Com relação à perspectiva de preço de comercialização para o trigo brasileiro da safra 2000, Faccio argumentou que fazer uma projeção neste momento, véspera de plantio, não é uma coisa trivial. De qualquer modo, se não houver maiores alterações no câmbio e no mercado internacional de trigo, é possível a obtenção de um preço ao redor de R$ 12,00 e R$ 13,00 por saco, produto com qualidade , tipos 1 e 2. Além de que o trigo para a indústria de ração animal poderá ter novamente uma boa liquidez, embora com preço inferior (ao redor de R$ 10,00 por saco).

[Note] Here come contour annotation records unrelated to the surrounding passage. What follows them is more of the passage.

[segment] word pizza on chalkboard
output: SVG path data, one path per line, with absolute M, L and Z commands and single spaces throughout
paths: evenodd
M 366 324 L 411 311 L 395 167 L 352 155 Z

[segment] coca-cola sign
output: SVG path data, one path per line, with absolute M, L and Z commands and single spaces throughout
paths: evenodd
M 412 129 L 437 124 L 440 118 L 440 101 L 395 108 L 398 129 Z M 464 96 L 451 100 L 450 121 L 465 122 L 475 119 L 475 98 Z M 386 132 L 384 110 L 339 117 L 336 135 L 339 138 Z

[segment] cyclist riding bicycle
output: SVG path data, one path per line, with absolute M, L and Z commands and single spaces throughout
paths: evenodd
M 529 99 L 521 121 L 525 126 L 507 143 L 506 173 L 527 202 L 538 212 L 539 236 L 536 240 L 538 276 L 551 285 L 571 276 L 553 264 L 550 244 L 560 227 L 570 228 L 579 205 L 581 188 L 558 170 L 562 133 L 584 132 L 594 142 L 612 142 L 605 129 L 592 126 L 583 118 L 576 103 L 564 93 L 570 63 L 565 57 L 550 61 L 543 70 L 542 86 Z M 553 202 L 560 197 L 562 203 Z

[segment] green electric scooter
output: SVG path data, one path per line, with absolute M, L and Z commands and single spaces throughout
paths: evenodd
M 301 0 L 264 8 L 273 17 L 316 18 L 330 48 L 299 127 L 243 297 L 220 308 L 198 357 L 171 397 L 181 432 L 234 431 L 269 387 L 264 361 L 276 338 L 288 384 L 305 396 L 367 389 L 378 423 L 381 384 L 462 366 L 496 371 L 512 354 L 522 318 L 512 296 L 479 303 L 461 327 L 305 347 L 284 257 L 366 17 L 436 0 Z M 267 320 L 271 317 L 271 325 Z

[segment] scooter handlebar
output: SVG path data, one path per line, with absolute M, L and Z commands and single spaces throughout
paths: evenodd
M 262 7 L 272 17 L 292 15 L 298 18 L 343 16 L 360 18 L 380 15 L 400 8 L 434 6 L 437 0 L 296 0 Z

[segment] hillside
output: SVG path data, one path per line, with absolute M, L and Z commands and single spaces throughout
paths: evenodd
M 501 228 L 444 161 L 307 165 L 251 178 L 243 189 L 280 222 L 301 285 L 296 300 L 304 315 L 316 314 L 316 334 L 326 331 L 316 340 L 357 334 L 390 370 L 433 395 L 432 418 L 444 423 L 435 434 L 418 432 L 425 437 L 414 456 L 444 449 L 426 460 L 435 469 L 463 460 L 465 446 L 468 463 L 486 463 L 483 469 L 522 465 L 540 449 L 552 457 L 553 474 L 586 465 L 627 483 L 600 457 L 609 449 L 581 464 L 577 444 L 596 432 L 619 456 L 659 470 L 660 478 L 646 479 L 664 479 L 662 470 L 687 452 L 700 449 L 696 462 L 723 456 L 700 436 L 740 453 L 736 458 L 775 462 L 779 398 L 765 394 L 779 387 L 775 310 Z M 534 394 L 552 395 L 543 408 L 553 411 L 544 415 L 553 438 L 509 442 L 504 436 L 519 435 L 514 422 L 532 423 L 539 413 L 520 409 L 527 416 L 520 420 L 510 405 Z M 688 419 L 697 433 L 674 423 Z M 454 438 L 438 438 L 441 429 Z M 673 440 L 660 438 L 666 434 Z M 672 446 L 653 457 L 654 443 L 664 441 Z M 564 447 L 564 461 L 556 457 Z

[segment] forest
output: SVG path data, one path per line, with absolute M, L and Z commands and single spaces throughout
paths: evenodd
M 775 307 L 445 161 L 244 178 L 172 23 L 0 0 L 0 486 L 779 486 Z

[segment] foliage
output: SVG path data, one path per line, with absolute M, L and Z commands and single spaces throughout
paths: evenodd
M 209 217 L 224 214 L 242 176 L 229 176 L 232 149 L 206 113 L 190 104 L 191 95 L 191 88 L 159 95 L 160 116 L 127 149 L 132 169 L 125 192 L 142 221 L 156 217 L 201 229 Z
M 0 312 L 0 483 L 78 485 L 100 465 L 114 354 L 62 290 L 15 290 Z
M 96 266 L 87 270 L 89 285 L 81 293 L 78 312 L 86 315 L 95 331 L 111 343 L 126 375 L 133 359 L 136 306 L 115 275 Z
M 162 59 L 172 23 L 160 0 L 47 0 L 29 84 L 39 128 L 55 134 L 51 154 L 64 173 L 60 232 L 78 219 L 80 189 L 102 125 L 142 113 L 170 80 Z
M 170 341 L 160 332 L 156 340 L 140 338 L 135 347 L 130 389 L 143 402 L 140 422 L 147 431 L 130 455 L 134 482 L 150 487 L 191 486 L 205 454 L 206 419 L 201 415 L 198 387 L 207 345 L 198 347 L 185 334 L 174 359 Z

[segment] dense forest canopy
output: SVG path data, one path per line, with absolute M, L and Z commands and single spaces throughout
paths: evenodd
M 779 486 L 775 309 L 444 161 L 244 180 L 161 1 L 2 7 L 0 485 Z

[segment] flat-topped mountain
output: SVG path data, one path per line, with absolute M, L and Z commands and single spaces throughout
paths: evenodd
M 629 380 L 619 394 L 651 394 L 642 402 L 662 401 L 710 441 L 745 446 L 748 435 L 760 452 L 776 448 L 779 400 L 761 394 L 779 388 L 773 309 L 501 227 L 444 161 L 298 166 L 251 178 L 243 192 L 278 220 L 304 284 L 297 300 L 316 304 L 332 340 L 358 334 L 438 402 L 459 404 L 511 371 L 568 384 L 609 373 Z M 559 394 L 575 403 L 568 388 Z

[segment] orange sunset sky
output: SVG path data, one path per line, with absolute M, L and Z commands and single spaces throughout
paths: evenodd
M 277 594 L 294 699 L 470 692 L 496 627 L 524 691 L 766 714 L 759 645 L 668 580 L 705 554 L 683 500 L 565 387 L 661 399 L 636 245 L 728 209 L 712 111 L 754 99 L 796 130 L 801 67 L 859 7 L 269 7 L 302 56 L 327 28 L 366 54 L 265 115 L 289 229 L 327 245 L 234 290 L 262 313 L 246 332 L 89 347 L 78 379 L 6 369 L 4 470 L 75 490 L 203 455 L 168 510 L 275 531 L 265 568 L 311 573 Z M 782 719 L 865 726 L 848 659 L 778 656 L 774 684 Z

Na qualidade de debatedor representante da indústria moageira de trigo no Brasil, o economista Reino Pécala Rae foi taxativo ao afirmar que, hoje, quem determina o preço do trigo é o mercado. Destacou ainda que, até 1990, toda a cadeia de trigo no Brasil era tutelada pelo Estado: da produção à moagem. E isto foi negativo, a preocupação com a qualidade do produto e a competitividade mercadológica, por exemplo, foram deixadas de lado. Por isso, cada vez mais, é imprescindível estudar e conhecer o mercado de trigo para não se ter expectativas frustradas. Assim, recomenda ele, que se deve ter uma certa cautela com a "tendência" de especializar ou rotular o Rio Grande do Sul como produtor típico de trigo brando, pois o mercado é pequeno. Na visão dele, os principais entraves da triticultura brasileira estão nos subsídios pagos nos países de origem do trigo que o Brasil importa e o tal de "custo Brasil", pois é preciso competitividade também no escoamento da produção. Rae fez o alerta de que a Argentina vendeu para o Brasil, no ano de 1999, em números redondos, em torno de sete milhões de toneladas de trigo. E de um produto com qualidade não lá essas coisas. O aumento de produção na Argentina fez a qualidade do seu trigo cair. Ninguém no mundo tem um comprador deste calibre. Ruim para nós, bom para os argentinos, pelo menos por enquanto.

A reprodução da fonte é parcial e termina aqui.